With a deposit-to-reserve ratio of 3 to 4, Bitfinex is doing leagues better than banks that are legally obligated to only hold fractions of reserves at or lower than 10 percent, the document points out. That Tether is operating with fractions in its reserves has also been well covered by industry media, Hoegner argues, when Tether made changes to its website’s policies.

“Market participants appear to understand that tether is not at risk,” Hoegner concludes. Turning the tables, the lawyer argues that the NYAG’s “misleading” letter did more damage as the market shed some $10 billion in capitalization in response, and he argues that “market confidence in U.S. Dollar tether remained strong, as tether continued to trade at $0.99” — this is after USDT dipped to $0.97 following the news.
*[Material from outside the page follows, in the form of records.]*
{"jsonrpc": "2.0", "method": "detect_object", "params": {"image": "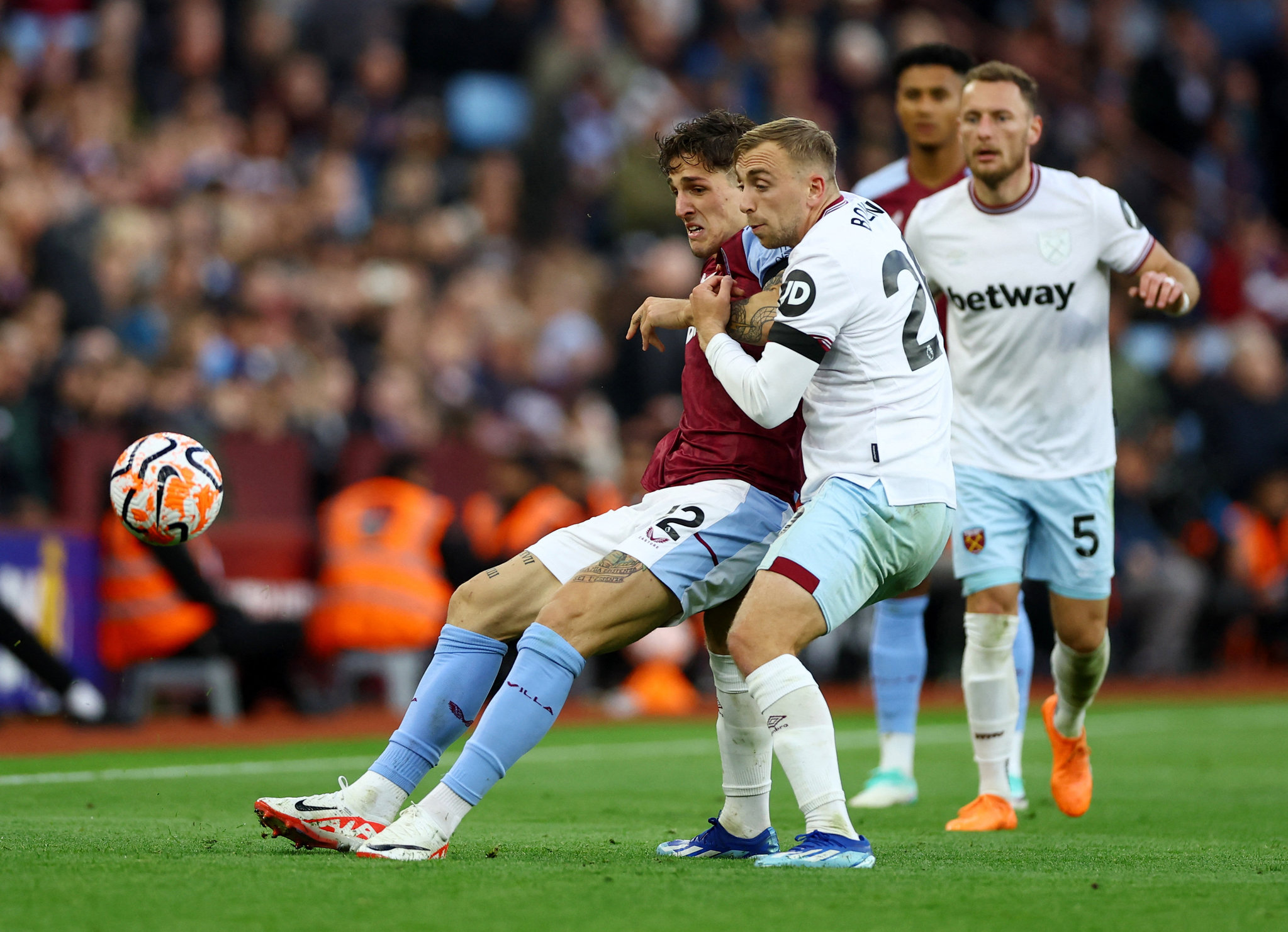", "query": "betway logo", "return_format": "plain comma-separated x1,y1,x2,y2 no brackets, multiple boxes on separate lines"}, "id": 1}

948,281,1077,311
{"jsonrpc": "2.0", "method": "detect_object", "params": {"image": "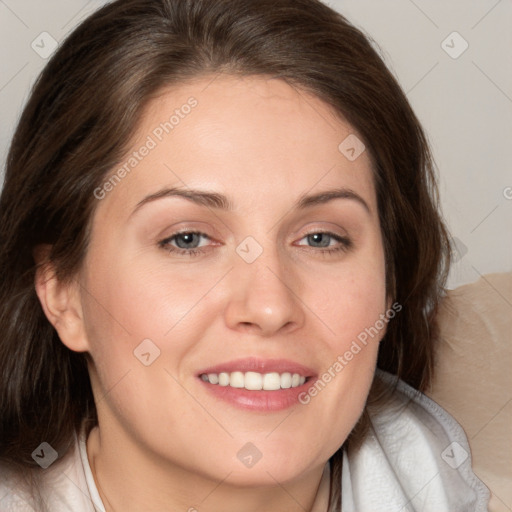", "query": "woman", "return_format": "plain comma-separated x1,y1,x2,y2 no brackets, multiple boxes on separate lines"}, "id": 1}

0,0,488,512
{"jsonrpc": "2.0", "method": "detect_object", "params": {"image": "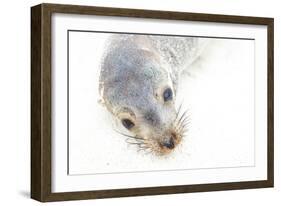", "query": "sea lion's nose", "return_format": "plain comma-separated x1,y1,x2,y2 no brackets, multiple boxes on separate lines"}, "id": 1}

162,137,175,149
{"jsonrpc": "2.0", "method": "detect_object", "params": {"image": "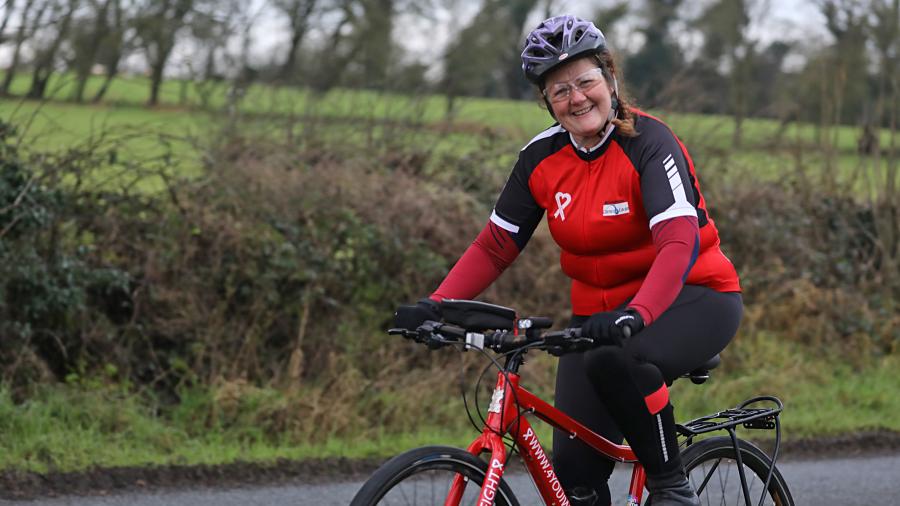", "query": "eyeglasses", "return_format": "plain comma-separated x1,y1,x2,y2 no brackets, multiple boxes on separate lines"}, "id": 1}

543,68,603,102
In a memorandum defending Hoegner’s stance, Zoe Phillips, an attorney for Tether, argues that the NYAG has no business meddling in Bitfinex and Tether’s affairs as long as there is responsible disclosure.

“… the Attorney General has no authority to dictate how Bitfinex and Tether do business with one another, or the amount of reserves that Tether must hold. The Martin Act is an antifraud statute enacted to ensure that there is proper disclosure about the risks associated with the sale of securities and commodities … Tether states plainly on its website that tethers are backed by reserves in various forms, specifically including ‘loans’ to ‘affiliated entities.’”

For its own part, one of the NYAG’s qualms with the line-of-credit arrangement is that Tether holders and Bitfinex users were not informed.

Still, Hoegner’s letter draws the same conclusion that the “OAG’s application contains numerous mischaracterizations and omissions that undercut its request for injunctive relief.” It gives no indication that Bitfinex will comply with the NYAG’s demand to comply with a series of requests by May 3, 2019, arguing that it would “impede the normal operations of Bitfinex’s business.”